Vinuesa and Cook wrote a report saying the novel CALM2 variant was “likely pathogenic.” The Sydney team called it a “variant of uncertain significance,” on the grounds that Folbigg and the two girls had not displayed any cardiac symptoms. Vinuesa was disappointed—to her, it seemed clear the children’s deaths themselves may have been the symptom.
In March, the Folbigg inquiry hearings began at the Forensic Medicine and Coroner's Court in Sydney's western suburbs. Vinuesa and several of the geneticists came to testify. The members of the Sydney team were seated on an elevated platform next to Blanch. Vinuesa and Arsov were instructed to sit to the side at a small table. She couldn’t help but feel “as if we were second class,” she says.
Furness, the lead counsel, stood in the middle of the room as she interrogated the scientists. With Vinuesa, she began by probing her credentials: Was Vinuesa qualified to make clinical diagnoses, or was she running a medical practice in Australia? She wasn’t. “So, you haven't been doing it from a clinical outcome perspective, is that right?” Furness asked, referring to her genetic assessments. “That's correct,” Vinuesa responded. “From a research perspective?” Furness continued. “That's correct.”

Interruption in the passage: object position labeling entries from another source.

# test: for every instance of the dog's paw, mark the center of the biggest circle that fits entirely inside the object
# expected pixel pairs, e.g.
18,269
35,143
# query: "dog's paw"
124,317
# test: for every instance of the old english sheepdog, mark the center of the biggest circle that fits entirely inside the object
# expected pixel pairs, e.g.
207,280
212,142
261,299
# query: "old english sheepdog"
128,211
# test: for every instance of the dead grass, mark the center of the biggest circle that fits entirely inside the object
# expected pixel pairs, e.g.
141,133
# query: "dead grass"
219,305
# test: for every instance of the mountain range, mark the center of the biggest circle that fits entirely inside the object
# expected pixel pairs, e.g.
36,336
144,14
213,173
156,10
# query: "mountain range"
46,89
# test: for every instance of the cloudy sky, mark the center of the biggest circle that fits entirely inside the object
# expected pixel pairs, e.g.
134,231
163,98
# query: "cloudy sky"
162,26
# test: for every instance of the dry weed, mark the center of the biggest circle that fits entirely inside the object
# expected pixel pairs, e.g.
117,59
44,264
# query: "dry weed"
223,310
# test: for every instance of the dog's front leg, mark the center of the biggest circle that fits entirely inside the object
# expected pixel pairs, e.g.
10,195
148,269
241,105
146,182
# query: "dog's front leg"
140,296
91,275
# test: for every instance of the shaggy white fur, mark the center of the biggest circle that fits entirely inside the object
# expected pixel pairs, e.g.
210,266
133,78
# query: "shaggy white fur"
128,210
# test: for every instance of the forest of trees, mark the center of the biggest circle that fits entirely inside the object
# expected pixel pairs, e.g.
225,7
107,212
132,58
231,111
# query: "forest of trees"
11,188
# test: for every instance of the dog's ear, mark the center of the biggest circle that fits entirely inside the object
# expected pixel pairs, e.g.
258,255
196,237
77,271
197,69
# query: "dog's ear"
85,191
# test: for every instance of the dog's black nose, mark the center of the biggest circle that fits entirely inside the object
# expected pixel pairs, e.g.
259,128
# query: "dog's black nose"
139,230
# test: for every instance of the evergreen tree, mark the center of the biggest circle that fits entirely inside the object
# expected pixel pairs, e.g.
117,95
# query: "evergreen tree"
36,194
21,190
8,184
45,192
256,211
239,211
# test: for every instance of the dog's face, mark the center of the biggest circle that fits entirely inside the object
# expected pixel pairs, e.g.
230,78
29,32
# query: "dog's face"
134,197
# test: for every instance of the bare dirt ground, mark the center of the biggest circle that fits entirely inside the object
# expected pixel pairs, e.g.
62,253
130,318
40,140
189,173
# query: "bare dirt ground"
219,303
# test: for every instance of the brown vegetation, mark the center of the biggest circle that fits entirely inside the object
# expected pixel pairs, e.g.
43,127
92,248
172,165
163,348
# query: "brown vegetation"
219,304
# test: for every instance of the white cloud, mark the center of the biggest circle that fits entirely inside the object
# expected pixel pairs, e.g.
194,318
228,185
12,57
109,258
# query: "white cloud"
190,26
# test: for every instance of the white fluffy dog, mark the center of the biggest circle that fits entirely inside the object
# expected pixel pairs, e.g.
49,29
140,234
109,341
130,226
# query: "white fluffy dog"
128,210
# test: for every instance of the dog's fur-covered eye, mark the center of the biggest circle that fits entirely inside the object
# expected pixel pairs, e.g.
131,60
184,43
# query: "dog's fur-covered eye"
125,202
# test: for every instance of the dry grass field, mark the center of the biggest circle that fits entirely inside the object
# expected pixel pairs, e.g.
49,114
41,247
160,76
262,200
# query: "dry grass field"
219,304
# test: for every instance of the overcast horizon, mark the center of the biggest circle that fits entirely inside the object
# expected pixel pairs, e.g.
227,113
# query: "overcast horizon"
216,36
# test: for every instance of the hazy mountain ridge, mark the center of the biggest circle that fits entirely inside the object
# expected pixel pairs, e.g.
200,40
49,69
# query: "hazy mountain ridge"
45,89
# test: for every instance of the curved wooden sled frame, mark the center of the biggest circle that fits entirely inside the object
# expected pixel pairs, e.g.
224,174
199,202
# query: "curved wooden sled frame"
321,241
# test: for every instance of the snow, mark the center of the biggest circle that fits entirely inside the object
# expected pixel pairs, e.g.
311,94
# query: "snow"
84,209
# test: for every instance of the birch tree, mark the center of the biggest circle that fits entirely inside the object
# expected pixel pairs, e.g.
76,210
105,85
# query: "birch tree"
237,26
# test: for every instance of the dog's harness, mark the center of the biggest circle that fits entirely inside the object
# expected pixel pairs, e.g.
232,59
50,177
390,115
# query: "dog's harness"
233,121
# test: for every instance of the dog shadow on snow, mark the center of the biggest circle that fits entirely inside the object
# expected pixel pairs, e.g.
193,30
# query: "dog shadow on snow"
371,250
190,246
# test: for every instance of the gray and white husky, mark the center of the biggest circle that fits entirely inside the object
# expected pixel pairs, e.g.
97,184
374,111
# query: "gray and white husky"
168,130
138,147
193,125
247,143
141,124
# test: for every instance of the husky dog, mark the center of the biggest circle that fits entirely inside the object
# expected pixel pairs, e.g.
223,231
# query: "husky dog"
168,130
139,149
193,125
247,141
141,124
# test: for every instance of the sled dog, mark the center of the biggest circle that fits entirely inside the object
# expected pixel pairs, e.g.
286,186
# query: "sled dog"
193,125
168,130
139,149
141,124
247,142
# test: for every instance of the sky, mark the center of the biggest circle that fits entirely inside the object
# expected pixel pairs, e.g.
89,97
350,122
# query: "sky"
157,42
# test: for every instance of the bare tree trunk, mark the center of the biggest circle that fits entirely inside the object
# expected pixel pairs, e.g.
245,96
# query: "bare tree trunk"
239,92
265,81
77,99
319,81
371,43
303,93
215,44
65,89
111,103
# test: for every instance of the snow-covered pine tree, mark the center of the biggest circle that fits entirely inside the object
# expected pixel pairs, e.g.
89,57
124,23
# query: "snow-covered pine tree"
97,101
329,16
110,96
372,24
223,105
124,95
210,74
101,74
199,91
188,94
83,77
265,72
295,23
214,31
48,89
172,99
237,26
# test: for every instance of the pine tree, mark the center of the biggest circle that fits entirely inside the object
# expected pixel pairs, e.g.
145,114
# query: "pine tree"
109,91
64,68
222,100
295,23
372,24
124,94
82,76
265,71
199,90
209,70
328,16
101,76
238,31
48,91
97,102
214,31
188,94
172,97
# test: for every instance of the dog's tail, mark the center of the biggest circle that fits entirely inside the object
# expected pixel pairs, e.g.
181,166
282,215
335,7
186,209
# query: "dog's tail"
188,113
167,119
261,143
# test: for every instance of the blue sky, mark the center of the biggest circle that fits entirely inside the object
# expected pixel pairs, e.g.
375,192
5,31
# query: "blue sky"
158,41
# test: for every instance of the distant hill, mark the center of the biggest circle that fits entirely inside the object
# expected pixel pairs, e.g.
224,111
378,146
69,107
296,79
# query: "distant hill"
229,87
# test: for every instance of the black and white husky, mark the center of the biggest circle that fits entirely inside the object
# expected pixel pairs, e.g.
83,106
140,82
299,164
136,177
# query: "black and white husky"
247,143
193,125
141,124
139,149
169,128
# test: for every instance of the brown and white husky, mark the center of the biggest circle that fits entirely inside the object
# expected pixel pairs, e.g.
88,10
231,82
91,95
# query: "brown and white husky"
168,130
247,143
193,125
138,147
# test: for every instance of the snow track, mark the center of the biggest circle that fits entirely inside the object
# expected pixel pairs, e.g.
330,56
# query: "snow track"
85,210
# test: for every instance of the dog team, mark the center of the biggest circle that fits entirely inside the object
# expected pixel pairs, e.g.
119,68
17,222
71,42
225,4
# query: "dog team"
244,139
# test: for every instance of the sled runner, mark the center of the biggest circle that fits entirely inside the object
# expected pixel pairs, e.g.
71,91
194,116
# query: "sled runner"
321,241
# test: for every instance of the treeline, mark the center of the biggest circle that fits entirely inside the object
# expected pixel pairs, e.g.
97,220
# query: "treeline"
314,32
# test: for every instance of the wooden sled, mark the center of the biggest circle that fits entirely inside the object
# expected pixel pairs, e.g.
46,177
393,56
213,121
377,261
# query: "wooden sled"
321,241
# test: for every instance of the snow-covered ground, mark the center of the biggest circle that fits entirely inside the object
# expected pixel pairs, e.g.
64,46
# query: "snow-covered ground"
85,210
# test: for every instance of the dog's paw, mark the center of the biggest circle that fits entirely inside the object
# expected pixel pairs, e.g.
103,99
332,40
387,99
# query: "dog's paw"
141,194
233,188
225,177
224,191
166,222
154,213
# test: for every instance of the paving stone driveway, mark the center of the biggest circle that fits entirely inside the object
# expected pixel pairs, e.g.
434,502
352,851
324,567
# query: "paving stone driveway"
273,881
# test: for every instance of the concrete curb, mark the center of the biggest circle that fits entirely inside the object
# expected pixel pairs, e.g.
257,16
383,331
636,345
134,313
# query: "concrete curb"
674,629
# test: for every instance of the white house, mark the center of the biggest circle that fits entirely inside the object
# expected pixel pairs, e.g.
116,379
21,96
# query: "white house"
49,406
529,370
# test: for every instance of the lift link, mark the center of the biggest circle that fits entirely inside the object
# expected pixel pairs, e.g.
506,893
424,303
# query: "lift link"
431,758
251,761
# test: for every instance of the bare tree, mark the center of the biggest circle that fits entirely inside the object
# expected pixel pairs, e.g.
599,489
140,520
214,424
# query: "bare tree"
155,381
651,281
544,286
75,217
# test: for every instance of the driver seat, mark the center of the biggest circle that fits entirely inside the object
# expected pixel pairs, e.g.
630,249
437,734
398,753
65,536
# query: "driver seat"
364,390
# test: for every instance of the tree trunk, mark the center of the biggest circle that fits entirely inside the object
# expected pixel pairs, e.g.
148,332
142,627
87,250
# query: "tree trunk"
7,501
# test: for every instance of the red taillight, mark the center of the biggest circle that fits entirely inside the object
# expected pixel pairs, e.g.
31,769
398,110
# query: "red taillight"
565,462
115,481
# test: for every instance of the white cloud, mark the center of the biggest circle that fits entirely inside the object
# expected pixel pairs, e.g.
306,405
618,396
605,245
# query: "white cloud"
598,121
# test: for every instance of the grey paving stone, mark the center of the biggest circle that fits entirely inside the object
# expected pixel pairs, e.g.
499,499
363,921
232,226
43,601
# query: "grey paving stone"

Vinuesa was rattled. It was true, she was not a clinician anymore, but she was a leading expert in the discovery of genetic disease. “I was introduced in a way that was disqualifying from the outset,” she told me. “I felt it, and I was so angry.” After grilling Vinuesa, the barrister did the same to Arsov.
A little while later, a pediatric cardiologist named Jonathon Skinner, who had assessed the cardiac health records of Folbigg and her children, was called to testify. At one point, Furness asked him about the CALM2 gene. Skinner responded that because Folbigg showed no evidence of cardiac disease, to suggest it had killed her daughters was “stretching credibility.” The hearing adjourned for lunch. When it resumed, Furness again questioned Arsov. He recounted how Folbigg had told him that as a teenager she had fainted during a swimming race and been dragged from the pool. Furness turned to Skinner: “Professor Skinner, does that mean anything to you?” He replied that sudden loss of consciousness, particularly while swimming, is a clear symptom of Long QT syndrome. "I think this is a really important event that we need more detail about," he said.
That evening in her hotel room, Vinuesa thought about the day with growing disquiet. Skinner himself had coauthored clinical guidelines on diagnosing Long QT syndrome, one of which was that a doctor should ask a patient about unexpected fainting while swimming. Vinuesa wondered if Skinner had been negligent. The next morning at the hearing, she brought up the swimming incident and drew attention to its clinical significance. But the Sydney team didn’t back her up. When it was Alison Colley’s turn to speak on the issue, the geneticist responded with a meandering comment about how Folbigg might have been dehydrated or overwhelmed. “It was so unprofessional,” Vinuesa told me.
In the weeks after her testimony, Vinuesa spent several sleepless nights going over what had happened in court. At one point, a member of the Sydney team emailed her to say that Furness, the lead counsel, told him the only result that mattered was that “neither you nor we found anything that clearly explained the four deaths.” The “clearly explained” was telling, she thought. The Sydney geneticists were looking for near certainty that a genetic flaw had killed the children, rather than merely reasonable doubt as to whether their mother was the culprit.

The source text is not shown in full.